Spicy Whole Roast Cape Bream
Have you ever wondered how you can add Banhoek Chilli Oil to your favourite fish recipe?
Recipe Serves 4
The best way to cook fresh fish is to roast it on the bone, Harders, Bream Gurnard, Geelbek, all delicious, served with a simple gremolata oil dressing to enhance natural flavours.
Whole Fish 1,2kg Fresh cape Bream on the bone Salt 100ml olive oil
Pre heat your oven to 175 C.
Place a pan on moderate heat and add the olive oil, while the pan is heating, score the fish on both sides.
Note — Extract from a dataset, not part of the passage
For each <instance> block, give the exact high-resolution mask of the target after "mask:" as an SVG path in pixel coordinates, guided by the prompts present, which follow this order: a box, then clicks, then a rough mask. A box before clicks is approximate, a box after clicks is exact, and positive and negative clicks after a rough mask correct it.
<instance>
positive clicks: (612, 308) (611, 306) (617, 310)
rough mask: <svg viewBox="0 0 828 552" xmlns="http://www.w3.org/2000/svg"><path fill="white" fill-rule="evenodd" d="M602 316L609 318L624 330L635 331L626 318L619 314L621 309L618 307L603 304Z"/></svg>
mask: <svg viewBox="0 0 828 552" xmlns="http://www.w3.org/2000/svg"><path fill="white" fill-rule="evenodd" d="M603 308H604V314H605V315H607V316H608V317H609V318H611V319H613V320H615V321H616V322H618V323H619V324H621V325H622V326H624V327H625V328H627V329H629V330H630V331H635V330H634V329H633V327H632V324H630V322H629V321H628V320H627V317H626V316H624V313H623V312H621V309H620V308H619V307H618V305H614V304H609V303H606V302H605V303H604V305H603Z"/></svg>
With a sharp knife. This will ensure even cooking and crisp skin.
Just before the oil hits smoking point, add the fish and sear. Once well browned, turn over and brown the other side on the fish.
Place the pan in the Oven and roast the fish for 8 – 10 minutes depending on the thickness. Cook game fish a little shorter to ensure they remain moist.
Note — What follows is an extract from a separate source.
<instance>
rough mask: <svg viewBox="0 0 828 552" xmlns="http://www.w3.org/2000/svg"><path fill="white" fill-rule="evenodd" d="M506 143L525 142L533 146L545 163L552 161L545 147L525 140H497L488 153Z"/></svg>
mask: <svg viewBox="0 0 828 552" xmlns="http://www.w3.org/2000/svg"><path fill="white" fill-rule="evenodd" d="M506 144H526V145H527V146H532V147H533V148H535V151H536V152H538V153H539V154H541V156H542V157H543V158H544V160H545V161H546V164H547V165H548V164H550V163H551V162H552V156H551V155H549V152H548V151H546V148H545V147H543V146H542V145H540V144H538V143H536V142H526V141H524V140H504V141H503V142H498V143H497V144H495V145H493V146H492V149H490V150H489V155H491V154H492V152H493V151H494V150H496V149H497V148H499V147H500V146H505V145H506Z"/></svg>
Gremolata 100g flat leaf parsley, roughly chopped 2 lemons zested 2 garlic cloves, thinly slices
Juice of one lemon. Lashes of Banhoek Chili Oil Seasoning
Mix the lemon zest, parsley, and garlic together. Add the lemon juice and a generous lashing of Banhoek Chili Oil.
Spoon the dressing over the roast fish, serve with Fresh bread (to soak up the fishy juices and dressing) and fresh radishes for a peppery bite.